Our generation’s hope of living an “easy” American life—owning a home, raising a family, saving for retirement—has been shattered for many of us. The life we were promised, the one we went to college and took on debt for, feels out of reach, and that loss deserves time and space to grieve. Yet this also places us in a unique position to redefine what a meaningful life can look like, which can be liberating. We’ve known for a while that the American Dream wasn’t built for everyone; it was designed to benefit a specific demographic and ignored the diverse spectrum of identities that make up this country. Now that we’ve seen the cracks in that gilded dream, we can ask ourselves what we truly want to do with our one wild and precious life.
Many astrologers and fellow tarot readers said the same thing in the months leading up to the election: we were on the brink of something big, poised to either turn a corner toward progress or fall back into old patterns.

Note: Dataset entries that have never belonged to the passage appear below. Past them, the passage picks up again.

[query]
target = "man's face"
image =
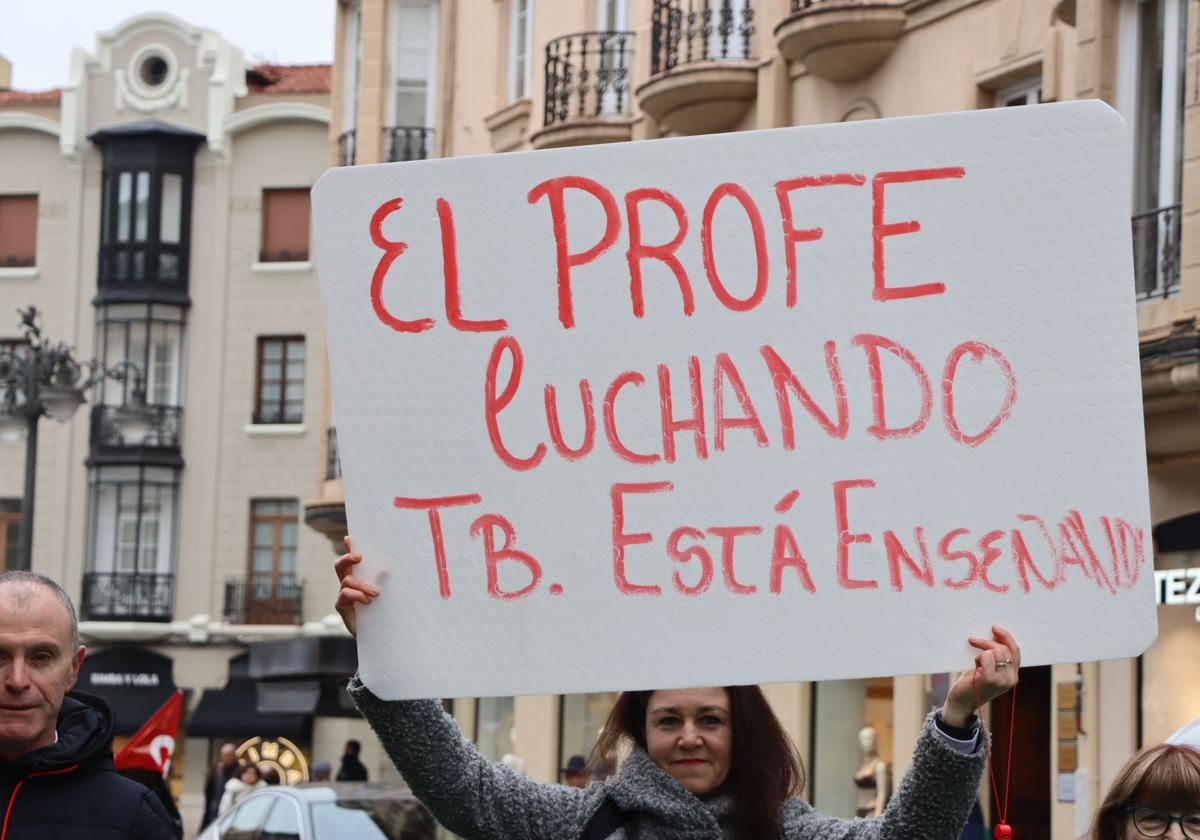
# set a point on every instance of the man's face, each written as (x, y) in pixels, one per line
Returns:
(37, 666)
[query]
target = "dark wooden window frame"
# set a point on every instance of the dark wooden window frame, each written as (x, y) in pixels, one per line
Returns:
(30, 258)
(283, 256)
(281, 403)
(10, 531)
(276, 521)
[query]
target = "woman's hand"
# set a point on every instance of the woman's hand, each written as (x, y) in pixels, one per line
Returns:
(354, 589)
(995, 672)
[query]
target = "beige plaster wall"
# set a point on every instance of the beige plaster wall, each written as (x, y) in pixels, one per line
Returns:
(246, 462)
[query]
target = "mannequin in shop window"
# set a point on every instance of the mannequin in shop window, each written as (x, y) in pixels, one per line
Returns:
(873, 781)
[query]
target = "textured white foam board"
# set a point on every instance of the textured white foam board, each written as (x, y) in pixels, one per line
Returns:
(1032, 245)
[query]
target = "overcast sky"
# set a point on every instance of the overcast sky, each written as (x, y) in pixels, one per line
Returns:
(37, 35)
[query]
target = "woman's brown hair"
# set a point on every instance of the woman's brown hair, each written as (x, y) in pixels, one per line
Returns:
(1167, 775)
(765, 768)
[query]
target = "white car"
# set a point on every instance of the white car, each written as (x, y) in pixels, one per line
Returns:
(325, 811)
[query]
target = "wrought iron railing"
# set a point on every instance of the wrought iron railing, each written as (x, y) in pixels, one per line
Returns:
(1156, 252)
(165, 427)
(346, 149)
(684, 31)
(126, 597)
(333, 462)
(409, 143)
(264, 599)
(587, 75)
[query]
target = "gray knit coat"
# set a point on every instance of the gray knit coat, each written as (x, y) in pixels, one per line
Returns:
(479, 799)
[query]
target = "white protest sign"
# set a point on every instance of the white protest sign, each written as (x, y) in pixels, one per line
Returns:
(803, 403)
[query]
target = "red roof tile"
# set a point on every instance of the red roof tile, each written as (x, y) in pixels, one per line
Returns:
(283, 78)
(16, 97)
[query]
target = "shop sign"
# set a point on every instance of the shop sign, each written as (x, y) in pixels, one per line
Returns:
(124, 679)
(804, 403)
(1179, 587)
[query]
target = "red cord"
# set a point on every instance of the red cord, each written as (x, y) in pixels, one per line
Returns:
(991, 769)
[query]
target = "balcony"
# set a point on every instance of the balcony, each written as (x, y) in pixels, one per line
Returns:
(126, 597)
(160, 445)
(587, 90)
(702, 75)
(346, 149)
(264, 599)
(333, 463)
(408, 143)
(840, 40)
(1156, 252)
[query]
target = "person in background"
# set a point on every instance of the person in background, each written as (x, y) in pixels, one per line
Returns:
(575, 774)
(247, 780)
(352, 769)
(57, 772)
(708, 763)
(321, 772)
(219, 777)
(1156, 795)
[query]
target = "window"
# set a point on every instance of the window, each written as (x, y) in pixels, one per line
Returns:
(1026, 93)
(131, 544)
(18, 231)
(413, 52)
(280, 381)
(520, 36)
(137, 537)
(845, 771)
(10, 532)
(493, 727)
(145, 202)
(133, 520)
(273, 551)
(1151, 97)
(271, 594)
(285, 226)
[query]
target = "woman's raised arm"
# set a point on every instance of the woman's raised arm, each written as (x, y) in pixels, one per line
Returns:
(471, 796)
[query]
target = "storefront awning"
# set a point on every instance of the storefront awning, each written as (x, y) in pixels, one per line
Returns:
(233, 712)
(132, 681)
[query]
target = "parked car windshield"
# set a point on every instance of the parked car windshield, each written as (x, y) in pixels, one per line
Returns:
(372, 820)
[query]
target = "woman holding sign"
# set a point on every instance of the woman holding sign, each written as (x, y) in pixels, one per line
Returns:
(711, 762)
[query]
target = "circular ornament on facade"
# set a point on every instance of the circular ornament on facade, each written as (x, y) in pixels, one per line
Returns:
(280, 754)
(153, 72)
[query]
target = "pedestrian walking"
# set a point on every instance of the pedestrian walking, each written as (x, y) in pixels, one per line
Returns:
(321, 772)
(1156, 795)
(57, 773)
(709, 763)
(219, 777)
(575, 773)
(247, 780)
(352, 768)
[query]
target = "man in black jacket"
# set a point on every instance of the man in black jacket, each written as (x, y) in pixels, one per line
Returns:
(57, 774)
(352, 769)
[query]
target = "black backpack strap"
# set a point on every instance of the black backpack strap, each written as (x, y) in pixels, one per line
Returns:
(605, 821)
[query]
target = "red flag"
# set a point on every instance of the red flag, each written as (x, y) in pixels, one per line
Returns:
(153, 747)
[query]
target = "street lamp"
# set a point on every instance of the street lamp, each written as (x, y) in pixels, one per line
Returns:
(41, 377)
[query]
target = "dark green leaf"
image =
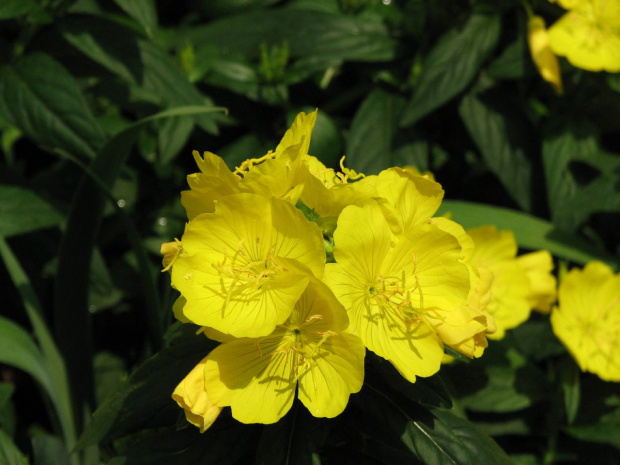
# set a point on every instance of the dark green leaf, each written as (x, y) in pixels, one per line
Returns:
(308, 33)
(504, 139)
(41, 98)
(573, 200)
(569, 376)
(9, 453)
(18, 349)
(436, 436)
(138, 62)
(295, 439)
(452, 65)
(16, 8)
(23, 211)
(530, 232)
(427, 391)
(49, 450)
(144, 400)
(142, 11)
(369, 144)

When Harris’s defeat seemed inevitable, it carried a terrible sense of finality, as if we’d slipped back irretrievably. And, in a way, we have. Our current systems aren’t built to sustain that level of change. Like a rubber band stretched too far, we snapped back—right to where we were in 2016. The powers that be were too afraid to let the structures break, and they’d be lost in the rubble if they did.
Our institutions may have defaulted to familiar dynamics, but the people—the marginalized, the oppressed—have not. We know too much now to return to what was. The potential to turn the corner and create something new is still there. It will be painful, but it’s possible. That faint glow of hope is what I’m holding on to. From this rubble, from this devastating Tower moment, we will rebuild because we have no other choice. The crumbling structures and outdated ideals that once held America together can’t support us anymore. Something has to give.
There is beauty in destruction, and my generation has little left to lose, with so much already taken from us. To that, I say: let it all fall.
You’ve admirably captured so many of the complex thoughts and feelings I have had, but struggle to articulate. I can’t remember how I came across your Substack, but I’m so thankful I did. I resonate with so much of what you put out in this space, and look forward to each new post and the nuggets of thoughtful wisdom they hold 🩵 thank you!